El teatro estaba vacío, pero en el camerino aún se respiraba el aroma de maquillaje y perfume. Habíamos terminado el ensayo general y todos se habían marchado, menos Valeria, la protagonista, y yo, su compañero en escena.

Ella estaba sentada frente al espejo iluminado, quitándose lentamente el maquillaje con movimientos suaves. Llevaba todavía el vestido ajustado de la obra, que resaltaba cada curva.

—Has estado increíble hoy —le dije, apoyándome en la puerta. Me sonrió a través del espejo.

—Y tú… más intenso que nunca en la escena final —respondió, con una mirada que decía más de lo que quería admitir.

Me acerqué, quedando detrás de ella, y puse mis manos sobre sus hombros. La piel de su cuello se erizó al contacto.

Incliné mi rostro y rocé sus labios con los míos, apenas un segundo, probando si ella quería lo mismo. No se apartó; al contrario, giró la silla para quedar frente a mí.

El beso fue lento al principio, pero pronto se volvió más hambriento. Mis manos bajaron por su espalda hasta encontrar la cremallera del vestido.

Con un tirón suave, la bajé y el vestido se deslizó, dejando al descubierto su lencería de encaje negro. Valeria me miraba con los ojos entrecerrados, respirando agitado.

Me arrodillé frente a ella, acariciando sus muslos. Separé lentamente sus piernas y comencé a besar el interior de sus muslos, acercándome a su centro.

Mi lengua la encontró húmeda y tibia. Ella se arqueó hacia adelante, apoyando una mano en mi cabeza.

Sus gemidos eran bajos, como si temiera que alguien pudiera escucharnos, aunque el teatro estaba vacío. Su primer orgasmo llegó rápido, con un suspiro ahogado.

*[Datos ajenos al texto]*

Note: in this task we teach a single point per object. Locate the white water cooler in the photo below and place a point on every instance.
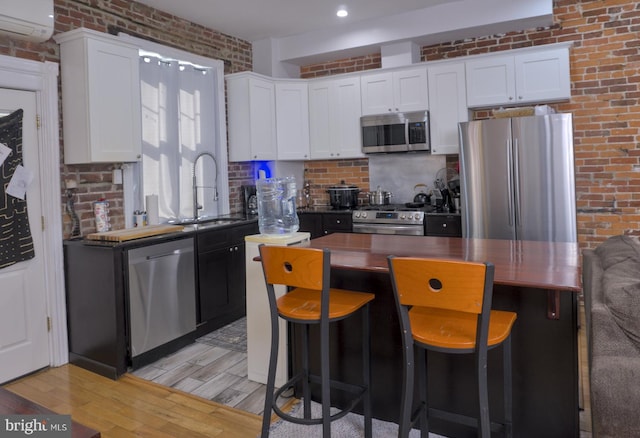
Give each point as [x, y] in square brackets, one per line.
[258, 323]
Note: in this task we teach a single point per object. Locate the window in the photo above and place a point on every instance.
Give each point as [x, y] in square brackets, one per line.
[182, 117]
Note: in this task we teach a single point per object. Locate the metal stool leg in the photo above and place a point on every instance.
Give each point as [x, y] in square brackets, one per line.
[324, 370]
[407, 387]
[271, 376]
[306, 388]
[421, 360]
[483, 394]
[366, 372]
[508, 388]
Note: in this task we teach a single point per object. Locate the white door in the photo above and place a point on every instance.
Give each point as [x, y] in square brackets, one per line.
[24, 345]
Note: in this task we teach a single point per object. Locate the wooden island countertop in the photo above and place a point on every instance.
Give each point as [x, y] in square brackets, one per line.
[539, 281]
[539, 265]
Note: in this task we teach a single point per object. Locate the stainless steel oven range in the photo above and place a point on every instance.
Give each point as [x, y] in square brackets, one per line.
[389, 219]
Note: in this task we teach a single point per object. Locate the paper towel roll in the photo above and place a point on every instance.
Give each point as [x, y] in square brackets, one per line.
[152, 209]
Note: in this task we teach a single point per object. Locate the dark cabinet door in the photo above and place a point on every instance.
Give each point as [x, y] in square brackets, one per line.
[444, 225]
[221, 275]
[311, 223]
[214, 269]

Me incorporé y la besé, haciéndole saborear su propio placer. Ella desabrochó mi cinturón con manos temblorosas.

Me sentó en la silla y se subió sobre mí, guiando lentamente mi entrada en ella. Sus caderas comenzaron a moverse en círculos, el vestido aún colgando de sus brazos.

El espejo detrás de ella reflejaba todo: su cabello desordenado, su mirada perdida en el placer, mis manos en su cintura.

La giré, poniéndola de espaldas contra el espejo, levantando una pierna para penetrarla más profundo. Su segundo orgasmo llegó con un grito suave, mordiéndose el labio.

Quise más. La llevé hasta la mesa del maquillaje, despejando botes y brochas con un barrido. La recosté sobre ella y la tomé con fuerza, sintiendo su cuerpo encenderse de nuevo.

Sus uñas arañaban mi espalda. El sudor caía por nuestras pieles y el calor del momento lo llenaba todo.

Su tercer orgasmo fue lento, estremeciéndose bajo mí. Yo no podía aguantar más y me derramé dentro de ella, jadeando.

Nos quedamos recostados sobre la mesa, respirando juntos, el espejo devolviéndonos una imagen que ninguno olvidaría.

Valeria sonrió y dijo: —Creo que nuestra química en escena acaba de mejorar.

Sabía que, en la próxima función, cada mirada tendría un doble significado.